Healy-Rae has always held a high regard for his supposed persecution at the hands of those Up in Dublin, yet remains heroically happy to put up with it on radio and television, so he briefly made the FAI Shambles a story largely about him and his Outsider Complex.

There was another unseemly set-to on Virgin Media’s Tonight Show, during which he and Ivan Yates started throwing insults at each other like apes slinging excrement through trees.

TheJournal.ie / YouTube

“A craven, leprechaun appearance” roared Yates, to which Healy-Rae theatrically responded by calling Yates an “arrogant bully”.
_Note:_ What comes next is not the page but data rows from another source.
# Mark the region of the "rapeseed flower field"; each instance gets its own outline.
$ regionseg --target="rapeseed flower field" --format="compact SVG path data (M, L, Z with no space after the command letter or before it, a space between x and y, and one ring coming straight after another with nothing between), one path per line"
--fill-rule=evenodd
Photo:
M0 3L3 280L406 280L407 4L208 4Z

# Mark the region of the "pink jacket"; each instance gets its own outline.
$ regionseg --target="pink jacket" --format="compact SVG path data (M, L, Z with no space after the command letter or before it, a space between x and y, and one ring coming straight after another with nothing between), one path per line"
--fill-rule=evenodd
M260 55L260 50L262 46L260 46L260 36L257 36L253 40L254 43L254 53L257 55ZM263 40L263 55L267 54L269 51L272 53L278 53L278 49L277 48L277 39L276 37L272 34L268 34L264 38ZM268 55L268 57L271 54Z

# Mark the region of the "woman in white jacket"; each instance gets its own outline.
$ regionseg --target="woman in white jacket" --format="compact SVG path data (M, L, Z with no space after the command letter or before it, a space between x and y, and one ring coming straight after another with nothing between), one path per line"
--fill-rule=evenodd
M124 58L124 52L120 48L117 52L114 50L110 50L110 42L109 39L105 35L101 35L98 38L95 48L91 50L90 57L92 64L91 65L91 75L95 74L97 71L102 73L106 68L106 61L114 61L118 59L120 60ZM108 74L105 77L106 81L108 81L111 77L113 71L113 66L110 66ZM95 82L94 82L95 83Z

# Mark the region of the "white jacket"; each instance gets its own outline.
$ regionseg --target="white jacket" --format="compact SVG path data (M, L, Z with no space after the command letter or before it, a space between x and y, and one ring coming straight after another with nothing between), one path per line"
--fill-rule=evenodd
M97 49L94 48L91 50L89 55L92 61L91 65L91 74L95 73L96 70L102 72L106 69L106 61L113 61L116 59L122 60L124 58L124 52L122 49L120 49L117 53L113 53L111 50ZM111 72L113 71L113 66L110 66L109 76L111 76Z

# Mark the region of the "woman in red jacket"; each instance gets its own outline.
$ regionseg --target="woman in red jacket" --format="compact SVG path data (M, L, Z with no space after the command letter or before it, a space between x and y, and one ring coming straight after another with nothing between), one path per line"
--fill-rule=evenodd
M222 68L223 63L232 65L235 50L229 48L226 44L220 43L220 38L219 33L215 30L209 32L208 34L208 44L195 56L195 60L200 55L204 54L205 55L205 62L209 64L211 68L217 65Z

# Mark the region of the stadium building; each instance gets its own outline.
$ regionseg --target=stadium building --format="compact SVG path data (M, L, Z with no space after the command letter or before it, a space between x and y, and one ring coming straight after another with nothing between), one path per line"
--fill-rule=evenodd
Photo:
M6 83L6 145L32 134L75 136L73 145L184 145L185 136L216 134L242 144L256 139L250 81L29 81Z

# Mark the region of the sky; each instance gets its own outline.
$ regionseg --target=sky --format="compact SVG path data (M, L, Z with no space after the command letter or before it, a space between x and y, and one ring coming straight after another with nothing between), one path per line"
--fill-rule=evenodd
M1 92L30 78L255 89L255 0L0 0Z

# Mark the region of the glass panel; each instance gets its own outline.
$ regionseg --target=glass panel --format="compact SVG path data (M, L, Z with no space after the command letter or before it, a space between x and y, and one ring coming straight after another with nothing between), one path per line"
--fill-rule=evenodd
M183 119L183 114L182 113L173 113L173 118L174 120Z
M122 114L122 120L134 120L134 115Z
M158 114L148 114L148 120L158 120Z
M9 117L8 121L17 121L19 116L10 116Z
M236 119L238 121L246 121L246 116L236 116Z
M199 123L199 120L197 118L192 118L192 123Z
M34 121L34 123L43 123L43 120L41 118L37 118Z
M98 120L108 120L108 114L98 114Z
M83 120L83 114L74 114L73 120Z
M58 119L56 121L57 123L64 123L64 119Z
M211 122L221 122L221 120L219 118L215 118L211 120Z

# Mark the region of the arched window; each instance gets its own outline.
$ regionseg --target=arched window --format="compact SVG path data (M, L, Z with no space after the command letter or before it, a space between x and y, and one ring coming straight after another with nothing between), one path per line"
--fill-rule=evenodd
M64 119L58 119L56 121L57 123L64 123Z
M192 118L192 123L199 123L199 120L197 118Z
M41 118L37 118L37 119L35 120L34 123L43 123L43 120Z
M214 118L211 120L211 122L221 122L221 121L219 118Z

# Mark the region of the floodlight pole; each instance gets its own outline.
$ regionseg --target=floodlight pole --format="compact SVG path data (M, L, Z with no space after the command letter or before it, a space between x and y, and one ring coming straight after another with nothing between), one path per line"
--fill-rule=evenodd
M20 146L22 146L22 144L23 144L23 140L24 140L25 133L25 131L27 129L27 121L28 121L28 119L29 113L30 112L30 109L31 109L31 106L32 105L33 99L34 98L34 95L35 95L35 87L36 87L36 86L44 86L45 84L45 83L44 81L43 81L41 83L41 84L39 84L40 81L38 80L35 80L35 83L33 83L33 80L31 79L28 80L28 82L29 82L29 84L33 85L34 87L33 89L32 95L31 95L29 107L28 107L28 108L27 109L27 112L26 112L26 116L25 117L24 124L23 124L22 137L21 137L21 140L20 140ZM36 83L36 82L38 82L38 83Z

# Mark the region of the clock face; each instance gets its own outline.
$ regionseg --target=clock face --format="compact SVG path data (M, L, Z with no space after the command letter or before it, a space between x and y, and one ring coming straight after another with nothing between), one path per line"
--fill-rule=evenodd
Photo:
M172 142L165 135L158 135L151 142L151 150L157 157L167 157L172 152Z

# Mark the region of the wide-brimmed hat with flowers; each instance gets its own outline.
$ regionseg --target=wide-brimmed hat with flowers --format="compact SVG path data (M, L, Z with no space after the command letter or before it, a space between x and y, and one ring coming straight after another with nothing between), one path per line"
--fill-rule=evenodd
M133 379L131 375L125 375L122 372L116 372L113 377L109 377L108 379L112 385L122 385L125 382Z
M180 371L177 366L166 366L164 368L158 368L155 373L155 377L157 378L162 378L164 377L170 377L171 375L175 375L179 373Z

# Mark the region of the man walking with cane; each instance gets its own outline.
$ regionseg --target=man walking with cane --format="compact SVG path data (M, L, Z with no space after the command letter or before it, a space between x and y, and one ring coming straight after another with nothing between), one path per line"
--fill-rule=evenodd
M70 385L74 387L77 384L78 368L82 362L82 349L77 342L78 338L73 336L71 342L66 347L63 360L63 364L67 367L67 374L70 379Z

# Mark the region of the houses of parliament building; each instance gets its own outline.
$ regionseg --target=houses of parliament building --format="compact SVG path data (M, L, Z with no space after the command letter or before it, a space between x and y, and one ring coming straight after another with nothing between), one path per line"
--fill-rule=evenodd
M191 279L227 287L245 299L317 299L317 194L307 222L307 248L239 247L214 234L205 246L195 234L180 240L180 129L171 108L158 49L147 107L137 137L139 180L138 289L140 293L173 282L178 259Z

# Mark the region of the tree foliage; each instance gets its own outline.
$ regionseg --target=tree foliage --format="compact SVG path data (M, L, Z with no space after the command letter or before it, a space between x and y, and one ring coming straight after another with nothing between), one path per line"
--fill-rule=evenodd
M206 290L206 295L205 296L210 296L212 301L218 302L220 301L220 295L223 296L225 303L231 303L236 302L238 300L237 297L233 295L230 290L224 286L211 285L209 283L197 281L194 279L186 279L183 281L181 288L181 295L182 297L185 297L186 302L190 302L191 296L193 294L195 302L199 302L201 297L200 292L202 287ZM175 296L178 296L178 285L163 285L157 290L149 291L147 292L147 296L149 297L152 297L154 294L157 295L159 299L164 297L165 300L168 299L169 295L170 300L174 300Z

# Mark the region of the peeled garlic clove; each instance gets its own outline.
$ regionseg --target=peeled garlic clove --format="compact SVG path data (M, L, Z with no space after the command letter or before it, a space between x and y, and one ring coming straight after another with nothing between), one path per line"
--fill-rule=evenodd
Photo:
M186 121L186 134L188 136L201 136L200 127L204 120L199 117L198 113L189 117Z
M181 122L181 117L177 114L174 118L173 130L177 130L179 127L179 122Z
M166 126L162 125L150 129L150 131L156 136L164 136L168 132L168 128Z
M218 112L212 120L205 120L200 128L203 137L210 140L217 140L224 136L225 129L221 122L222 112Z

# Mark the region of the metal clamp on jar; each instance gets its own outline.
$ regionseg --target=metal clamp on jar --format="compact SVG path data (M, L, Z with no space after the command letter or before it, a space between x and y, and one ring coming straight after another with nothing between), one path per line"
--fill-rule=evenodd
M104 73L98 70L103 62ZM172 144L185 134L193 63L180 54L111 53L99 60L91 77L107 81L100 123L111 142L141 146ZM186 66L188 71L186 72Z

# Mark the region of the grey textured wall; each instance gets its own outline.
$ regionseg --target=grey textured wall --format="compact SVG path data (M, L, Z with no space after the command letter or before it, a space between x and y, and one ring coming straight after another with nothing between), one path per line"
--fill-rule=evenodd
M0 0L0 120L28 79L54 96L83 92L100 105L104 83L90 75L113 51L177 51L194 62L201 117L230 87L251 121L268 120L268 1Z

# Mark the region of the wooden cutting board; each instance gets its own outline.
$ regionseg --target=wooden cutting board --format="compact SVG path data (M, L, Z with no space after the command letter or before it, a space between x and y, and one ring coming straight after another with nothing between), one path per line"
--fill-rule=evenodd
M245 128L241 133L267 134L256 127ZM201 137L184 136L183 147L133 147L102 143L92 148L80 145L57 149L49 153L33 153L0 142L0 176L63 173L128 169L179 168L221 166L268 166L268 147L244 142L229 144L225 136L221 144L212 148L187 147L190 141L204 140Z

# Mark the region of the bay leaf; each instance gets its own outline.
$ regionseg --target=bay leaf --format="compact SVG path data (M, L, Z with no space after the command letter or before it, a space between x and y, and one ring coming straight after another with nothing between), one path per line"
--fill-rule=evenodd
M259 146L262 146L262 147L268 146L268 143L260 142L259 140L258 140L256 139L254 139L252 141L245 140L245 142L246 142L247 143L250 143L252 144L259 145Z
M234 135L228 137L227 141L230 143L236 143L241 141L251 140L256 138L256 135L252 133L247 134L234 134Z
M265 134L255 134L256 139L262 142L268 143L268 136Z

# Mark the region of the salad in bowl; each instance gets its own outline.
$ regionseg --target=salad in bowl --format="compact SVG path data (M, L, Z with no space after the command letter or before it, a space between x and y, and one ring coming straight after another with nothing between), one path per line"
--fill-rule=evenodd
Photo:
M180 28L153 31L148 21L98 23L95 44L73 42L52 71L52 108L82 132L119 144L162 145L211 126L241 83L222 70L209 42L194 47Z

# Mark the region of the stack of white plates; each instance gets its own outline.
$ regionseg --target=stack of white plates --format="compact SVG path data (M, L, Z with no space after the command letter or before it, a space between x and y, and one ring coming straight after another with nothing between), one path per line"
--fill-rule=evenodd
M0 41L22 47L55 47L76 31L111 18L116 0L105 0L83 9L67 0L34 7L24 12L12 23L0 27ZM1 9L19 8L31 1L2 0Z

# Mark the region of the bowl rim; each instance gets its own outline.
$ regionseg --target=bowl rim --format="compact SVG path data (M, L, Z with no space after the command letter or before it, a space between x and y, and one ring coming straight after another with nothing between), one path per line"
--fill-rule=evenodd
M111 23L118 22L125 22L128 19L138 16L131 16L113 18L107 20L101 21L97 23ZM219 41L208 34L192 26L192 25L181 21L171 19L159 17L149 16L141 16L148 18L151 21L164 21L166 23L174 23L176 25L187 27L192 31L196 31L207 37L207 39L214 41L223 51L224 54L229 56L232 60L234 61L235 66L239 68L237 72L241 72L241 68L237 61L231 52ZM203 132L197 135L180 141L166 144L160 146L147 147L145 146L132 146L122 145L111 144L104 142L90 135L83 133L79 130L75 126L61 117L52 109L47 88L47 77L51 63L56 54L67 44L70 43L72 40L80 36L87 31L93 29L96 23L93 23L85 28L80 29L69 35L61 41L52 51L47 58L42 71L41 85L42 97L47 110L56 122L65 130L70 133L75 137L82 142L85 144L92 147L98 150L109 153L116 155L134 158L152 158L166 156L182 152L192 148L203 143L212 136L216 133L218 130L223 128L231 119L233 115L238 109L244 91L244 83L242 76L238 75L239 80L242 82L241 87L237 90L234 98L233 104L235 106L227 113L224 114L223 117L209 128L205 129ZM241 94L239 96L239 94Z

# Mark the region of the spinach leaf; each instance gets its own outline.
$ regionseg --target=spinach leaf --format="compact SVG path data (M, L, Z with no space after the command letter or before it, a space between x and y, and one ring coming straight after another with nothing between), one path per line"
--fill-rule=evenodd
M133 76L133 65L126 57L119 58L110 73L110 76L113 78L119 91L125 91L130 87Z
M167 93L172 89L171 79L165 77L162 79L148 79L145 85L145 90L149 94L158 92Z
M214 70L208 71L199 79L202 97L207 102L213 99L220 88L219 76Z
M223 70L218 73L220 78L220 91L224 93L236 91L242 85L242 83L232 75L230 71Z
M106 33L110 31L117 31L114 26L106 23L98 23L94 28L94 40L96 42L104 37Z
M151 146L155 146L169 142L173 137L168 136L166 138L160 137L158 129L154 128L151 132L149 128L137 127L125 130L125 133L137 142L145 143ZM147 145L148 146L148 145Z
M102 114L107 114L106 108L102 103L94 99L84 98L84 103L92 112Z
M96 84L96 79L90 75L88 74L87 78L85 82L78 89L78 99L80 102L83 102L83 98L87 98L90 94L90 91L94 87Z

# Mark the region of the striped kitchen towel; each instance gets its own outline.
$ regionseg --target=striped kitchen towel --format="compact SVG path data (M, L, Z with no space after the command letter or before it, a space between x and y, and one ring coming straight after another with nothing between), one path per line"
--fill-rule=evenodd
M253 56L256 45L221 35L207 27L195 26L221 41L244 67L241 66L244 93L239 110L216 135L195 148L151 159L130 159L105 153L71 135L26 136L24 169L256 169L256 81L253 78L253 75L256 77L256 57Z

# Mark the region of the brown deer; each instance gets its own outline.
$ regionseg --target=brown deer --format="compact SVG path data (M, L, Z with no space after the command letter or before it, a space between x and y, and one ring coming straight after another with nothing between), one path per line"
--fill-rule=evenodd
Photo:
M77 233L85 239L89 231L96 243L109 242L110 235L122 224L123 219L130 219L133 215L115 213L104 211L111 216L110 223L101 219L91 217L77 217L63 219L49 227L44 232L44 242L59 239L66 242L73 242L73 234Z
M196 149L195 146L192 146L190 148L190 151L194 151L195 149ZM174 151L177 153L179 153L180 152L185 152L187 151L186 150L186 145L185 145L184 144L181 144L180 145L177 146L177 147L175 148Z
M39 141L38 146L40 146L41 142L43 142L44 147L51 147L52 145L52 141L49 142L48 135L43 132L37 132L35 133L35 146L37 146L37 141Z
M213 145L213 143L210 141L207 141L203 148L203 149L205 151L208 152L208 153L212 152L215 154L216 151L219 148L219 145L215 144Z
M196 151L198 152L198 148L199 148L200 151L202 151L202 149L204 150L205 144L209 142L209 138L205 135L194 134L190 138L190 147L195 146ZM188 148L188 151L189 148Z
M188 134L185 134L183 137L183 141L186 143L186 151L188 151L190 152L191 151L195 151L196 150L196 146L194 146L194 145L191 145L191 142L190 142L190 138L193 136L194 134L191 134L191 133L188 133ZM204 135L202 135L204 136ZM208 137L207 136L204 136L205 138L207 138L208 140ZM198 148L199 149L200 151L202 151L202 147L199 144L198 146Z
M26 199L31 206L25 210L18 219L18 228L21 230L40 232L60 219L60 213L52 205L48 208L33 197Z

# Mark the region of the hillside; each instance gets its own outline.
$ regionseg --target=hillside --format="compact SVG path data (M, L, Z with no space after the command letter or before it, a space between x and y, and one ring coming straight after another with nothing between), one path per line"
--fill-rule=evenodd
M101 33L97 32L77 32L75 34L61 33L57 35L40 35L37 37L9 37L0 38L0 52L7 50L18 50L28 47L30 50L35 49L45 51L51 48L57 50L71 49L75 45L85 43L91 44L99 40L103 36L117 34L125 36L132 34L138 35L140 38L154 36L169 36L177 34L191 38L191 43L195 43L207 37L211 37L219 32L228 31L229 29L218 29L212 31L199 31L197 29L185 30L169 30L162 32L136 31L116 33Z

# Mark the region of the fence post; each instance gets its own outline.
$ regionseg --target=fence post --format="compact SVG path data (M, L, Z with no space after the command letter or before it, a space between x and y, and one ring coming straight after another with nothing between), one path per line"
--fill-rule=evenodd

This fulfilled what seems to pass for good television in Ireland: best to get two men to shouting loudly at each other, and all the better if one of them wears a silly hat.

Frustratingly, this slagging match interrupted Niall Quinn, who was outlining structural ideas for the future of Irish football, something of far greater benefit to us all.

But rather than listen to vital ideas as to how to affect great, lasting, and positive change in Irish football, we got to watch Michael Healy-Rae blithely fight against the tide like a whistling, tweed-clad King Cnut.

Amid all of this, Healy-Rae will no doubt be proud to hear he has proved another fella Up in Dublin wrong.

It’s Oscar Wilde, who said that it is “personalities, not principles, that move the age”.

In Ireland, certain personalities keep us from going anywhere.